A «oração de sapiência» do Doutor Belmiro

Aurélio Santos
O engenheiro Belmiro recebeu o título de Doutor Honoris Causa, geralmente atribuído não pelo sucesso de uma carreira académica, mas pelo reconhecimento de méritos noutros domínios. No caso de Belmiro, o título foi recebido por ser rico – mesmo muito rico.
A causa pode não ter muito de honorífico, mas o mérito é inegável.
Já em uso da sua nova docência, aproveitou para proferir a primeira lição, com recado para vários destinatários.
Começou por dirigir-se explicitamente ao público trabalhador, a quem deve o prémio. Com a crueza arrogante do self-made man, ensinou não haver agora lugar a reivindicações, porque os tempos são de crise e ter trabalho já é um privilégio... E concluiu, com o fôlego que lhe dá o novo Código do Trabalho, reclamando uma reivindicação, muito legítima essa, e da parte do patronato: a do prolongamento do horário de trabalho, à custa de sábados sem a devida remuneração.
Mas a lição teve mais dois destinatários, esses implícitos.

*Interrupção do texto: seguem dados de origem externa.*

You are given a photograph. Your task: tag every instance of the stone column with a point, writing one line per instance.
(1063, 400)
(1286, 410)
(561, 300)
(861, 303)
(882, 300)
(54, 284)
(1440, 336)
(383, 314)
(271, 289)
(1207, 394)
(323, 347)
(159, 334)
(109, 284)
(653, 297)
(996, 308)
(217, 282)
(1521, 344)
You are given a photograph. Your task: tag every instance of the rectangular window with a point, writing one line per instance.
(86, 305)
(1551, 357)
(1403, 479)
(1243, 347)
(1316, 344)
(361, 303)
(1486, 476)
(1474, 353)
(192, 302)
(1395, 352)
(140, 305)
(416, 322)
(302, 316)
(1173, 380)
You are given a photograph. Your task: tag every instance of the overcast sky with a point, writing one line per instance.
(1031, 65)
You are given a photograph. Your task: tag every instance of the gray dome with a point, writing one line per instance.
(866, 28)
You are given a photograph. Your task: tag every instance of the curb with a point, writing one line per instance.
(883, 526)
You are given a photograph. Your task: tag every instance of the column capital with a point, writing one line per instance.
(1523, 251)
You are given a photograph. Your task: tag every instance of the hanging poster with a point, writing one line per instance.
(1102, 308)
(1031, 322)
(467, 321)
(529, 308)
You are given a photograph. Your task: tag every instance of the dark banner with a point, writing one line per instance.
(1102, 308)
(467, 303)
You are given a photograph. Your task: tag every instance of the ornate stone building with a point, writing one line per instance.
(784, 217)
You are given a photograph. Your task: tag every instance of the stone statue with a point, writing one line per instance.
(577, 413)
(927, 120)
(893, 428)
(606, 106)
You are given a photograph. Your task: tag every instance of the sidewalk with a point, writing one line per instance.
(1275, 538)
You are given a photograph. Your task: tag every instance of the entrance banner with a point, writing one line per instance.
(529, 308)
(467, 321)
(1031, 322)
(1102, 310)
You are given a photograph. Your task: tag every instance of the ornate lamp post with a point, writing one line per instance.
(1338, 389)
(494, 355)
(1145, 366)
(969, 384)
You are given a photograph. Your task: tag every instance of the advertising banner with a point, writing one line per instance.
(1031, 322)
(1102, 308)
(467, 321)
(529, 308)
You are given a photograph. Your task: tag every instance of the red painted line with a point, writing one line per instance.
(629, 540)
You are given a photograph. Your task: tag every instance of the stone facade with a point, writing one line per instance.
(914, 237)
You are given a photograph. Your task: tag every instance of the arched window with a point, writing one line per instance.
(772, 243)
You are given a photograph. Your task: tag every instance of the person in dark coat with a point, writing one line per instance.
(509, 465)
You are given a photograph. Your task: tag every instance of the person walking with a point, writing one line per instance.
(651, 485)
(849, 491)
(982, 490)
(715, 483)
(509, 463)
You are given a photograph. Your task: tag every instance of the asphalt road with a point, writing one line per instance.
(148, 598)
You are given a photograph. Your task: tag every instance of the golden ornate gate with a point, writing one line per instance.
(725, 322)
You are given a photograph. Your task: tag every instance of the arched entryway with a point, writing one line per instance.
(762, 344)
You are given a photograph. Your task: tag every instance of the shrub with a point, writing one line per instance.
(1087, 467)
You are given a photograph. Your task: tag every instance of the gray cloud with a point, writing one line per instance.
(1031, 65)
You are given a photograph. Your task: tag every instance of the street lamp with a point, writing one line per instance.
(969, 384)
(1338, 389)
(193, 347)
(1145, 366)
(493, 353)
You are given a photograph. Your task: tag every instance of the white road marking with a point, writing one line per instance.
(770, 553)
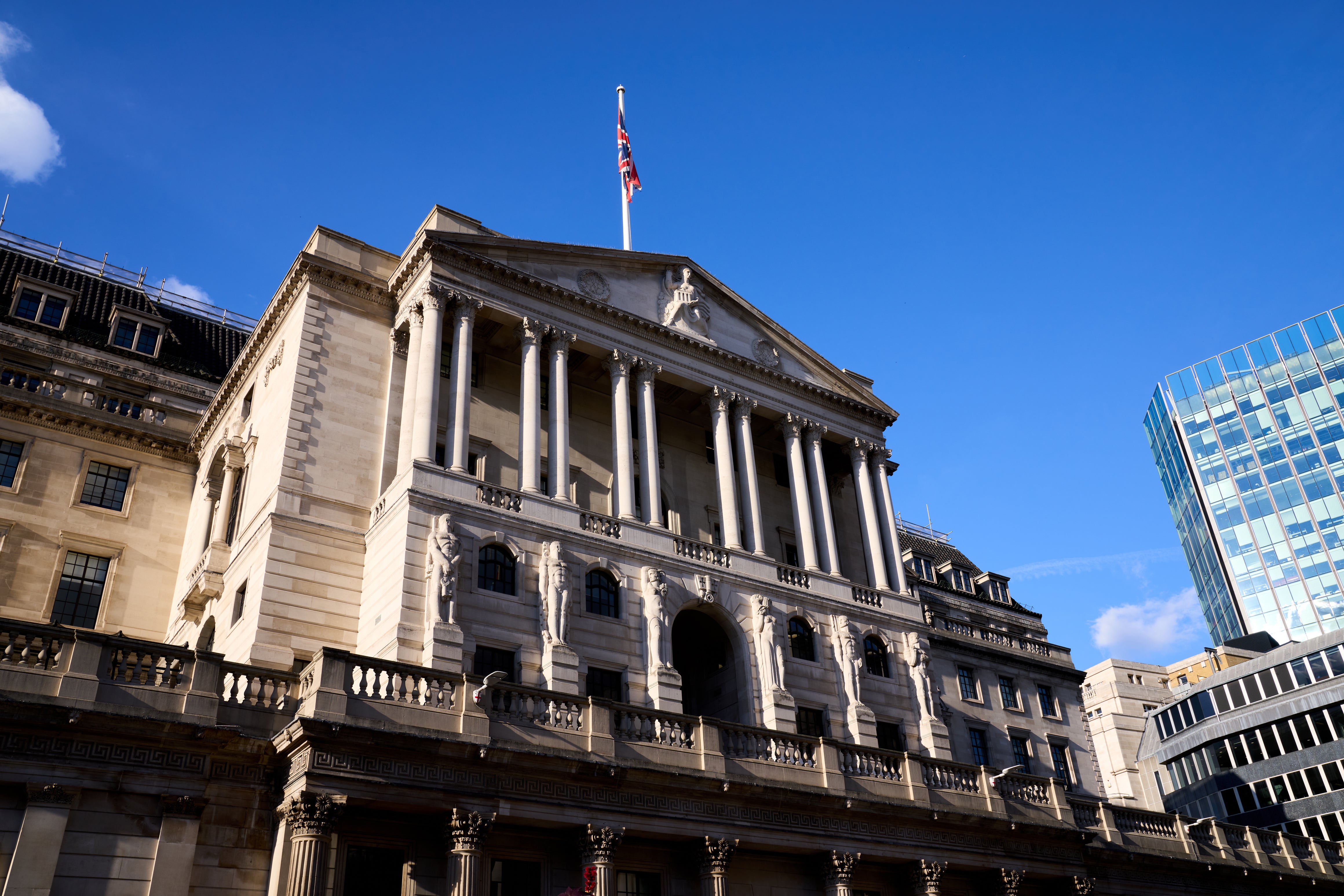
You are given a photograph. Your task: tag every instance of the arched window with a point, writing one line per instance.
(495, 570)
(800, 640)
(600, 594)
(875, 656)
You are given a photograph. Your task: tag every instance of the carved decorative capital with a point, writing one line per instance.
(467, 831)
(839, 868)
(532, 331)
(717, 856)
(50, 796)
(925, 876)
(312, 813)
(182, 806)
(599, 846)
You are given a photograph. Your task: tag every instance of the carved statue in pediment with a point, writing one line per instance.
(681, 304)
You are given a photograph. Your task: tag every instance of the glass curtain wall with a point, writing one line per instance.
(1263, 433)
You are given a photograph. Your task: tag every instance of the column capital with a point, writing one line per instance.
(311, 813)
(619, 363)
(647, 371)
(839, 867)
(717, 855)
(718, 398)
(467, 831)
(600, 844)
(532, 331)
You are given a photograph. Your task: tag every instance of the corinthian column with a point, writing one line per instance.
(530, 334)
(427, 390)
(720, 402)
(410, 382)
(839, 872)
(623, 449)
(714, 866)
(872, 539)
(742, 408)
(888, 518)
(650, 445)
(558, 435)
(791, 426)
(460, 399)
(311, 819)
(468, 832)
(599, 848)
(822, 518)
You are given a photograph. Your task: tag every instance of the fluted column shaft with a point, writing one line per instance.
(427, 390)
(872, 539)
(826, 526)
(460, 383)
(410, 383)
(623, 448)
(558, 433)
(718, 401)
(792, 429)
(888, 520)
(530, 334)
(748, 481)
(652, 498)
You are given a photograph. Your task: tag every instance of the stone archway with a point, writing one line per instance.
(704, 655)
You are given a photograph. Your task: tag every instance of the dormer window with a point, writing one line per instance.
(41, 305)
(136, 334)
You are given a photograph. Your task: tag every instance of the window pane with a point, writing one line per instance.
(10, 455)
(80, 593)
(105, 486)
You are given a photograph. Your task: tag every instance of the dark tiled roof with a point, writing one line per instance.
(193, 346)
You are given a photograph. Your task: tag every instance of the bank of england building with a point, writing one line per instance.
(502, 566)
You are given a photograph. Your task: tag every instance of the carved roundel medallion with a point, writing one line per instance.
(767, 353)
(595, 285)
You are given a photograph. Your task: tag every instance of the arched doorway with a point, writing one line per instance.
(704, 655)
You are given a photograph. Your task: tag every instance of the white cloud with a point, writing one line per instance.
(1132, 631)
(1133, 562)
(29, 147)
(175, 285)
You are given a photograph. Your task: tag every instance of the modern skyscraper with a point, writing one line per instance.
(1248, 445)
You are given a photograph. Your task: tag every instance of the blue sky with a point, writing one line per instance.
(1027, 216)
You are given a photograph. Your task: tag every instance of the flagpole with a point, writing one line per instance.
(625, 205)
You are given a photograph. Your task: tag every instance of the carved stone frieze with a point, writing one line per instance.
(599, 846)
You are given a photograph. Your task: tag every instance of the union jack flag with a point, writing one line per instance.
(625, 162)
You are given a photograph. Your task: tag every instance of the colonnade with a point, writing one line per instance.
(732, 413)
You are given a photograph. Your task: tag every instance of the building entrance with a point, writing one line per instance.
(704, 655)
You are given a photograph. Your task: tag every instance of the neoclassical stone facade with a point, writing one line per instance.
(514, 566)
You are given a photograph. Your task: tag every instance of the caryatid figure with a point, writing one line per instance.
(443, 553)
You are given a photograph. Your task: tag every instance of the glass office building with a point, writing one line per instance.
(1248, 445)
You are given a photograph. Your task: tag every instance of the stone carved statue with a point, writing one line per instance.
(769, 651)
(443, 551)
(659, 617)
(554, 586)
(847, 655)
(916, 653)
(681, 305)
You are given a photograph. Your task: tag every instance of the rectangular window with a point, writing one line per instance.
(638, 883)
(604, 683)
(979, 754)
(811, 722)
(892, 738)
(80, 593)
(1047, 700)
(10, 455)
(105, 487)
(967, 679)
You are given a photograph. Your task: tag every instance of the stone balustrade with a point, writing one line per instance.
(89, 671)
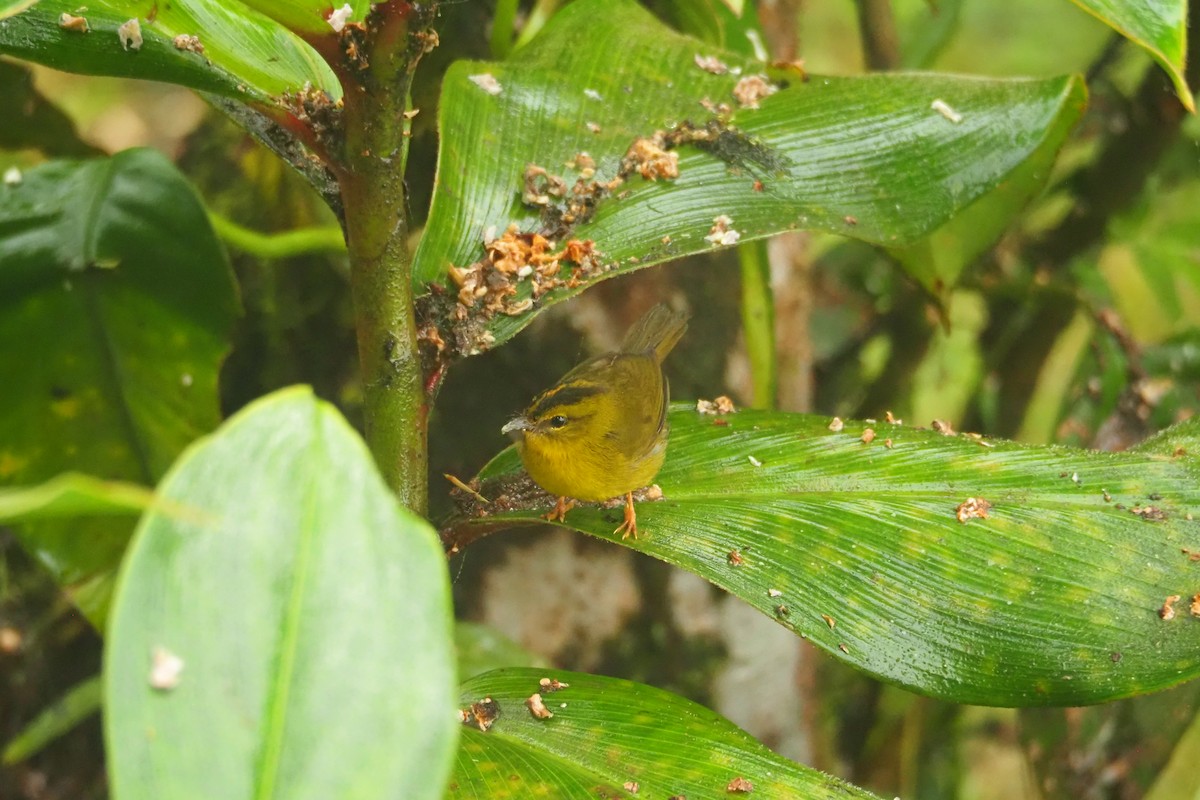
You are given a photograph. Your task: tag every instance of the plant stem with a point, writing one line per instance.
(877, 29)
(759, 322)
(288, 244)
(372, 180)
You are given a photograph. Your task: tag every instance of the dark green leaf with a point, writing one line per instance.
(115, 304)
(310, 615)
(1158, 26)
(245, 55)
(868, 157)
(606, 733)
(1053, 599)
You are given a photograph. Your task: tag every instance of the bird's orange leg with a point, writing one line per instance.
(628, 528)
(558, 513)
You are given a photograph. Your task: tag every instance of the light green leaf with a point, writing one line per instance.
(1053, 599)
(72, 495)
(310, 617)
(245, 55)
(869, 157)
(606, 734)
(1158, 26)
(111, 337)
(61, 716)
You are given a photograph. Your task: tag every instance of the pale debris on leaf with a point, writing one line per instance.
(945, 109)
(189, 42)
(751, 89)
(972, 509)
(1168, 611)
(538, 708)
(486, 82)
(72, 23)
(723, 233)
(130, 34)
(339, 17)
(711, 64)
(165, 669)
(739, 786)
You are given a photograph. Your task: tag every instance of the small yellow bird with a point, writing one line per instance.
(601, 431)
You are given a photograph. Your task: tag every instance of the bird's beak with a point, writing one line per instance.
(516, 427)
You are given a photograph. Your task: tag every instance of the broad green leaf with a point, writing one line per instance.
(63, 715)
(112, 331)
(72, 495)
(869, 157)
(245, 55)
(1158, 26)
(606, 734)
(310, 615)
(1054, 599)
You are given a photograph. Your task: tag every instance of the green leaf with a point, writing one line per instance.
(245, 55)
(607, 732)
(309, 612)
(112, 332)
(1051, 600)
(869, 157)
(1158, 26)
(72, 495)
(61, 716)
(309, 17)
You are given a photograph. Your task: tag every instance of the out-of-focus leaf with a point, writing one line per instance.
(483, 648)
(731, 26)
(1053, 599)
(869, 157)
(72, 495)
(245, 55)
(64, 714)
(607, 734)
(33, 121)
(1158, 26)
(294, 632)
(928, 34)
(115, 306)
(1180, 780)
(311, 16)
(10, 7)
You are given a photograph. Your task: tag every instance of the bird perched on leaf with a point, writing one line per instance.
(601, 431)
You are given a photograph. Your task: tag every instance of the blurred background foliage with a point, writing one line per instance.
(1080, 326)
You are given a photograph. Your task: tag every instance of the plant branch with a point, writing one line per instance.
(377, 78)
(877, 29)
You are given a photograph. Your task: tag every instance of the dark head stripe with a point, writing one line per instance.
(563, 396)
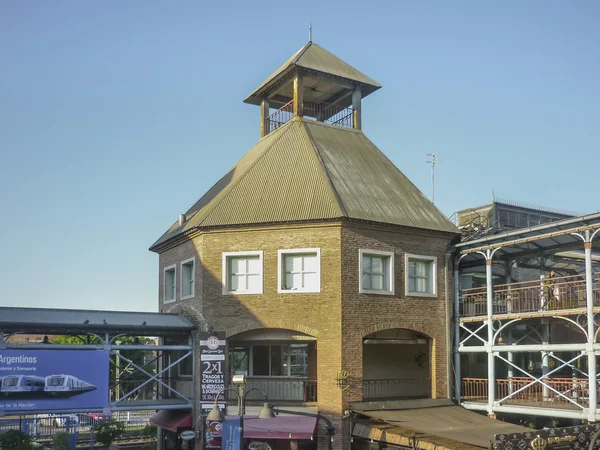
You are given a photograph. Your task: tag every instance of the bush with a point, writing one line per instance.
(60, 441)
(15, 440)
(106, 432)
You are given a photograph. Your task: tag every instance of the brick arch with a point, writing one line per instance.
(427, 331)
(281, 324)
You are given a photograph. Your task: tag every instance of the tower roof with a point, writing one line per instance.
(306, 171)
(314, 58)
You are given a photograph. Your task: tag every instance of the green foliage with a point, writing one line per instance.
(15, 440)
(149, 430)
(60, 441)
(119, 369)
(106, 432)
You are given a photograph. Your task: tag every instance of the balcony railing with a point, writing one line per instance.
(525, 393)
(280, 389)
(561, 293)
(397, 388)
(323, 112)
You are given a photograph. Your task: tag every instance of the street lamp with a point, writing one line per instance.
(216, 414)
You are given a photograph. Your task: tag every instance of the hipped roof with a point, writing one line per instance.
(307, 171)
(314, 57)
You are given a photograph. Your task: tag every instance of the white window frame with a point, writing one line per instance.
(433, 260)
(174, 299)
(391, 290)
(225, 272)
(281, 275)
(193, 283)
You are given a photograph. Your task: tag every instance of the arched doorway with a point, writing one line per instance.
(396, 365)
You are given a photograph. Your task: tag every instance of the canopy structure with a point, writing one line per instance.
(557, 242)
(425, 424)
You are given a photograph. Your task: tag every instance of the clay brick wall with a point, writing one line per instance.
(338, 316)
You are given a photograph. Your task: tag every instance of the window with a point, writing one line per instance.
(242, 272)
(188, 277)
(299, 270)
(376, 272)
(421, 275)
(270, 360)
(169, 284)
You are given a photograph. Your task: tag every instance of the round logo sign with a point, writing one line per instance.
(187, 435)
(212, 342)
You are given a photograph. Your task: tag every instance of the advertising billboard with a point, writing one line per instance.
(213, 351)
(53, 380)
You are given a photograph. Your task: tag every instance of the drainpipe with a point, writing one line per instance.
(448, 325)
(457, 372)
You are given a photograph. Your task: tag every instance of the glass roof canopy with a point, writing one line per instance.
(552, 245)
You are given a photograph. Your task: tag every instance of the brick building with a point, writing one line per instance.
(326, 268)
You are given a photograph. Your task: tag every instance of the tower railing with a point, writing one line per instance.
(322, 112)
(281, 116)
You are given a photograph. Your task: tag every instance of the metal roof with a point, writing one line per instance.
(45, 319)
(527, 244)
(314, 57)
(307, 171)
(438, 422)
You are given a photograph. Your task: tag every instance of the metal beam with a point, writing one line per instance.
(96, 347)
(528, 348)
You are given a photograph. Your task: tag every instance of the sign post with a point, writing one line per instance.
(232, 434)
(213, 369)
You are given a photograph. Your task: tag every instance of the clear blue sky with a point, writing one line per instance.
(116, 116)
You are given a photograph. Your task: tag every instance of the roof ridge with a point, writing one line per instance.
(302, 51)
(344, 62)
(324, 170)
(249, 168)
(409, 180)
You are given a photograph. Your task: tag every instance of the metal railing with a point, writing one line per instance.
(397, 388)
(281, 116)
(559, 293)
(42, 427)
(280, 389)
(323, 112)
(523, 392)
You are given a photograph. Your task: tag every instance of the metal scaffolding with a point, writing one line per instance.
(163, 341)
(486, 318)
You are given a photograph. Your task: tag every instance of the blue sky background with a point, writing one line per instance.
(117, 116)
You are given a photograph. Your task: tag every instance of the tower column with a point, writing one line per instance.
(298, 95)
(356, 108)
(264, 117)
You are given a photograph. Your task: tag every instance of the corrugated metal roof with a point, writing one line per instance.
(369, 185)
(314, 57)
(46, 318)
(307, 170)
(451, 425)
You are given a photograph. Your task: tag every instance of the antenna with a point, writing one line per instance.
(432, 158)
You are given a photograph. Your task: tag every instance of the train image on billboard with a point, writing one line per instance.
(28, 386)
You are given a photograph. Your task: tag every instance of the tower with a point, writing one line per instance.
(314, 84)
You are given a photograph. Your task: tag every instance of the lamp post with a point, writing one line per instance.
(216, 414)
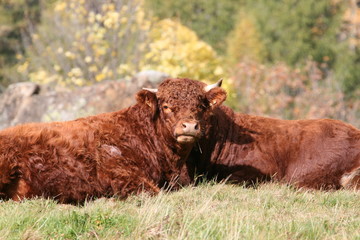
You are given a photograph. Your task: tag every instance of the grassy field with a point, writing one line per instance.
(208, 211)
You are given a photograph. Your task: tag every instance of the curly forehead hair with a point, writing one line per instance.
(181, 89)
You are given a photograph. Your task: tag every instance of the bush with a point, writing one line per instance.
(83, 42)
(281, 92)
(244, 41)
(212, 20)
(177, 50)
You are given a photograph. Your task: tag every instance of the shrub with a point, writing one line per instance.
(212, 20)
(83, 42)
(177, 50)
(244, 41)
(282, 92)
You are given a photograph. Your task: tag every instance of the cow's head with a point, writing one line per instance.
(183, 106)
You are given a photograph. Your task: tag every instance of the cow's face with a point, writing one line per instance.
(183, 106)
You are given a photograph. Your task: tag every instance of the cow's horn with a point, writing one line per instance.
(209, 87)
(153, 90)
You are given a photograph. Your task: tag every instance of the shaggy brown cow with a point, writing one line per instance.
(139, 148)
(319, 154)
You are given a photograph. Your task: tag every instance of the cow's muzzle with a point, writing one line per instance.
(187, 131)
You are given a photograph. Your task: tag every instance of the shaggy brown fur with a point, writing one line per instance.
(318, 154)
(139, 148)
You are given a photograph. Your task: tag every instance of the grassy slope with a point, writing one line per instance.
(209, 211)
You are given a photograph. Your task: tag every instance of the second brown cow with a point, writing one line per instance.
(318, 154)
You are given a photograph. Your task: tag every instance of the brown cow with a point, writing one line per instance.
(318, 154)
(139, 148)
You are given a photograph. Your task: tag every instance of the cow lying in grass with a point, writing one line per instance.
(317, 154)
(141, 148)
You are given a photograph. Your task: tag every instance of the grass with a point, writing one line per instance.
(208, 211)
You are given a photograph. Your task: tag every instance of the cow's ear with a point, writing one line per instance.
(216, 97)
(147, 98)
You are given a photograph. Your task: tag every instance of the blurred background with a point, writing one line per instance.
(290, 59)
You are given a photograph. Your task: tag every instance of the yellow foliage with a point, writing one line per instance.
(76, 45)
(176, 50)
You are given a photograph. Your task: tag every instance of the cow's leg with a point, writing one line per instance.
(18, 190)
(351, 180)
(133, 185)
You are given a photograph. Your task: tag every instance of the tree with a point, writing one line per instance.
(212, 20)
(16, 16)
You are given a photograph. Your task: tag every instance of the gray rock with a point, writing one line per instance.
(29, 102)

O primeiro, o Presidente da República, a quem Belmiro veio emendar a recomendação-pedido aos empresários católicos para que evitassem uma grande dependência do poder político.
Belmiro veio pôr os pontos nos ii e dizer que a dependência é precisamente a inversa, Sr. Presidente, e se não compreende isso vai ter que escrever cem vezes essa verdade que toda a gente anda farta de saber ...
Dirigiu-se também ao corpo empresarial, contrariando aqueles que pretendem fazer passar a silhueta de um novo capitalismo, decentemente depurado dos seus excessos mais evidentes. Ao seu modo truculento, Belmiro diz-lhes sem rodeios que se deixem de tretas.
O doutor-engenheiro traz à memória o rico burguês que, sem linhagem de raiz, adquire pela vastidão da sua fortuna um título nobiliárquico. Não precisa dele, mas ...
Mas ... numa coisa está ele enganado. Rico e doutorado, sem dúvida, mas com curta visão do mundo.
Ele devia saber que o mundo do trabalho tem outros mestres.